Metadata-Version: 2.1
Name: img2dataset
Version: 1.1.1
Summary: Easily turn a set of image urls to an image dataset
Home-page: https://github.com/rom1504/img2dataset
Author: Romain Beaumont
Author-email: romain.rom1@gmail.com
License: MIT
Description: # img2dataset
        [![pypi](https://img.shields.io/pypi/v/img2dataset.svg)](https://pypi.python.org/pypi/img2dataset)
        [![Open In Colab](https://colab.research.google.com/assets/colab-badge.svg)](https://colab.research.google.com/github/rom1504/img2dataset/blob/master/notebook/img2dataset_getting_started.ipynb)
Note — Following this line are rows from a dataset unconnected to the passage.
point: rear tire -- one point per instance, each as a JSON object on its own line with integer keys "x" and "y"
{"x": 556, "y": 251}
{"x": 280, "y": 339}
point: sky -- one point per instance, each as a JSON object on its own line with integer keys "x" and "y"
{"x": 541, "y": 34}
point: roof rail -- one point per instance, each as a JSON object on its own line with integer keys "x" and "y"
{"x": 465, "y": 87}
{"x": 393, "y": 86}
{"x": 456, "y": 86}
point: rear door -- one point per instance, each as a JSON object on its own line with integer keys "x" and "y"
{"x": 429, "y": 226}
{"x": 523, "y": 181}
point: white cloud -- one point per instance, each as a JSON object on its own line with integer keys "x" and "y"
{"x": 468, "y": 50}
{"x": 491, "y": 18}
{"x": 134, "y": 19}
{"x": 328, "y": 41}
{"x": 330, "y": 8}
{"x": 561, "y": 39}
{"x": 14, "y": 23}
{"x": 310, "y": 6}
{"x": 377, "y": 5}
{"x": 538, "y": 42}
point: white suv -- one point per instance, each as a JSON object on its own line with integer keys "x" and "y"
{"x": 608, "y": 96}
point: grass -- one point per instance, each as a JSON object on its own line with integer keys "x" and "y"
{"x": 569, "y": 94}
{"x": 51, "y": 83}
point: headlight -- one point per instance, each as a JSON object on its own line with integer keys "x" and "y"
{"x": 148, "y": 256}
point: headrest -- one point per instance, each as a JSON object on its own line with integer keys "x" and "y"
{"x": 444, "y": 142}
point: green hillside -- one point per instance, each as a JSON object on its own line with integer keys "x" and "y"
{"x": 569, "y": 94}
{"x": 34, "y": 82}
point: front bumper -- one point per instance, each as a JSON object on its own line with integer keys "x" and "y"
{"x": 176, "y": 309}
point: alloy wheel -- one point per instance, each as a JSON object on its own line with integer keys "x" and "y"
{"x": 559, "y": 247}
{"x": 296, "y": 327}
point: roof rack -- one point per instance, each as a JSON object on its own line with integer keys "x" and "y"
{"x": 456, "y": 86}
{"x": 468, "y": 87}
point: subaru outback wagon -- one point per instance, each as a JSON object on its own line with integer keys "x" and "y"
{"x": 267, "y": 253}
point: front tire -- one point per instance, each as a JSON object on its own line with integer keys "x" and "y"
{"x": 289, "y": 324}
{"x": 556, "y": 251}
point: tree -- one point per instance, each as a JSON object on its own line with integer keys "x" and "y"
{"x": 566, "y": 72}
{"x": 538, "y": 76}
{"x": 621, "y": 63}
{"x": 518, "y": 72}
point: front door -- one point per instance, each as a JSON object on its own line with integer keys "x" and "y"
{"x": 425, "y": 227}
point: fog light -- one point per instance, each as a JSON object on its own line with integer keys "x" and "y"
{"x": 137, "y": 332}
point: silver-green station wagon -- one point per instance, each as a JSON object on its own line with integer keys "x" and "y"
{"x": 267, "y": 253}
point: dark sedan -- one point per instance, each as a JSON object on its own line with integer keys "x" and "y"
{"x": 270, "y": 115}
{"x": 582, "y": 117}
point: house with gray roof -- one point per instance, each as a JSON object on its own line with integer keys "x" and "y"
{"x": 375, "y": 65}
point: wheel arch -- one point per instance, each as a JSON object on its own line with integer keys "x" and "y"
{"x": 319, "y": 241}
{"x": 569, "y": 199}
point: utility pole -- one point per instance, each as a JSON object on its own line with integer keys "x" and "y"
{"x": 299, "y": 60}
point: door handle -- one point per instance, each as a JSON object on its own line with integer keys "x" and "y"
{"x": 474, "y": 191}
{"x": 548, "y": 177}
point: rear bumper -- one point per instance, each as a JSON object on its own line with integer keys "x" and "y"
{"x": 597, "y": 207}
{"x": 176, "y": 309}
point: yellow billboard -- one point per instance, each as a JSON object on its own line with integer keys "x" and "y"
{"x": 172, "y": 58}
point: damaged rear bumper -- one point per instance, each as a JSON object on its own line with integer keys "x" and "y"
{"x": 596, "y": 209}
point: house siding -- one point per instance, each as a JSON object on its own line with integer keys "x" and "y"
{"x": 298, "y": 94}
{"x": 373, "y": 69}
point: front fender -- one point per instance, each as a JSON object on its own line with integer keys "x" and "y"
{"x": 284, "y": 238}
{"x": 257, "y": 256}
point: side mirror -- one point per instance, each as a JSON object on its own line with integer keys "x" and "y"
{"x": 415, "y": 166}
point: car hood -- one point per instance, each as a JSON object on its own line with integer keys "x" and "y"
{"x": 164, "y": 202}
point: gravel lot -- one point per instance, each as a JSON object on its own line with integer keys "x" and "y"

        [![Try it on gitpod](https://img.shields.io/badge/try-on%20gitpod-brightgreen.svg)](https://gitpod.io/#https://github.com/rom1504/img2dataset)
        
        Easily turn a set of image urls to an image dataset
        
        ## Install
        
        pip install img2dataset
        
        ## Usage
        
        First get some image url list. For example:
        ```
        echo 'https://placekitten.com/200/305' >> myimglist.txt
        echo 'https://placekitten.com/200/304' >> myimglist.txt
        echo 'https://placekitten.com/200/303' >> myimglist.txt
        ```
        
        Then, run the tool:
        
        ```
        img2dataset --url_list=myimglist.txt --output_folder=output_folder --thread_count=64 --image_size=256
        ```
        
        The tool will then automatically download the urls, resize them, and store them with that format:
        * output_folder
            * 0
                * 0.jpg
                * 1.jpg
                * 2.jpg
        
        with each number being the position in the list. The subfolders avoids having too many files in a single folder.
        
        This can then easily be fed into machine learning training or any other use case.
        
        ## API
        
        This module exposes a single function `download` which takes the same arguments as the command line tool:
        
        * url_list A file with the list of url of images to download, one by line (required)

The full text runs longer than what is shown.